Findings: Quantifying metabolites by mass spectrometry in a series of Arabidopsis mutants and double mutants of genes involved in purine nucleotide degradation, we show that AMP and GMP are mainly degraded via xanthosine, whereas the route via inosine is not used. However, inosine and hypoxanthine were always present in small amounts, probably derived from other sources, such as vacuolar t-RNA breakdown or DNA repair. By biochemical analysis, we show that NSH2 forms a complex with NSH1 and is activated by this interaction. The NSH1/NSH2 complex is a highly efficient xanthosine (and inosine) hydrolase, whereas NSH1 alone is a more efficient uridine hydrolase. We conclude that Arabidopsis and probably many other plants degrade AMP and GMP via xanthosine as intermediate employing an NSH1/NSH2 complex for xanthosine hydrolysis.

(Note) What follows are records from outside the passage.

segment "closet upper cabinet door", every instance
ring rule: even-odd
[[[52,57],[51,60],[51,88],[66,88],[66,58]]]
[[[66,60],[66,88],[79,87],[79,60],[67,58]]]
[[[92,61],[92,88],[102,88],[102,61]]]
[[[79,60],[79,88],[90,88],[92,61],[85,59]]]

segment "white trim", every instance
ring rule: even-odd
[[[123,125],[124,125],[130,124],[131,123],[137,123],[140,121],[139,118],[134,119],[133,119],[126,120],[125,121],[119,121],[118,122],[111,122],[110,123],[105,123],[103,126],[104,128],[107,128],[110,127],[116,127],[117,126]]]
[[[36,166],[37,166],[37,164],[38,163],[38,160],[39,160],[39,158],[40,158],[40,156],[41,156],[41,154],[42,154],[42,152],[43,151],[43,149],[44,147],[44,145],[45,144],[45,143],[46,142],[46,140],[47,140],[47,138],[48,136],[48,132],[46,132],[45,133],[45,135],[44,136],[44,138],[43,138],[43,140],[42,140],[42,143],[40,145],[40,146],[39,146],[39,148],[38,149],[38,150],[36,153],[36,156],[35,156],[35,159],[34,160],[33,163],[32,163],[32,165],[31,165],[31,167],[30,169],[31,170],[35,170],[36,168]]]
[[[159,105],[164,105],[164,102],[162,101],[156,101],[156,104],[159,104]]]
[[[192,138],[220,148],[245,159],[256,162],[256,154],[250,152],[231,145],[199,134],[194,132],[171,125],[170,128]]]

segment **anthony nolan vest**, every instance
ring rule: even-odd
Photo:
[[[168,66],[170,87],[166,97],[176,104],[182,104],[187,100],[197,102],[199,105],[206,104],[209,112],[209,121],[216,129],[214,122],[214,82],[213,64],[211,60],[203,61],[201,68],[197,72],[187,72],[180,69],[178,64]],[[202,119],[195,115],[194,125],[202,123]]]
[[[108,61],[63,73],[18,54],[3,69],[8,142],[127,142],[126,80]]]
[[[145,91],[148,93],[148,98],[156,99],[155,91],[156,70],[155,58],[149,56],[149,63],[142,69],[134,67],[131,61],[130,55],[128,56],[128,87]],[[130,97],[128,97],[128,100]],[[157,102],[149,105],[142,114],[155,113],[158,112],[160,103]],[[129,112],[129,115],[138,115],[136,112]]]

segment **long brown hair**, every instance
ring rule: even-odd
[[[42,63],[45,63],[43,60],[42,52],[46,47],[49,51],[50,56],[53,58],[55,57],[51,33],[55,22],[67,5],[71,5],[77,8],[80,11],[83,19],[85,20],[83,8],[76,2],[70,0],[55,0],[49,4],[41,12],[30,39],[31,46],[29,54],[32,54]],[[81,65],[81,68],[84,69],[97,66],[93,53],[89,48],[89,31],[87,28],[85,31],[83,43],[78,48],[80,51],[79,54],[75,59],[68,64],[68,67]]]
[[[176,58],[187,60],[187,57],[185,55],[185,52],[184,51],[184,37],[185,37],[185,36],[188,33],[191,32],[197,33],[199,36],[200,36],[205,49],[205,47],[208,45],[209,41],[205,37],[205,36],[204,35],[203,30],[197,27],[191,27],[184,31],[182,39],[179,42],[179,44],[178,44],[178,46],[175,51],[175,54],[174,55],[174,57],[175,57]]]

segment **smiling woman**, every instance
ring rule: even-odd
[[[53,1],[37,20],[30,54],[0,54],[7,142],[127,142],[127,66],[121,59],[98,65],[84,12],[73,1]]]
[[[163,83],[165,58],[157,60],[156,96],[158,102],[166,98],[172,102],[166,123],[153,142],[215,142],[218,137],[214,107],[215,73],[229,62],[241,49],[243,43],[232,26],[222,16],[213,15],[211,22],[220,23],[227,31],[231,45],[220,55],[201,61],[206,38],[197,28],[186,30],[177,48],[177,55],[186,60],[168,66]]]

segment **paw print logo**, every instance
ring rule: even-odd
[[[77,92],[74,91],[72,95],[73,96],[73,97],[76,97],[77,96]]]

Next steps: Which are the enzymatic steps leading to the production of xanthosine from AMP and GMP, in particular which are the phosphatases involved? How is the entry into purine nucleotide degradation regulated, and how is the AMP degradation route functionally separated from the biosynthetic route of GMP, since both routes share common intermediates?

Chiara Baccolini, Claus-Peter Witte (2018). AMP and GMP Catabolism in Arabidopsis Converge on Xanthosine, which Is Degraded by a Nucleoside Hydrolase Heterocomplex. Plant Cell; DOI: https://doi.org/10.1105/tpc.18.00899

Key words: Nucleotide metabolism, protein-protein interaction, nucleoside hydrolase, mass spectrometry.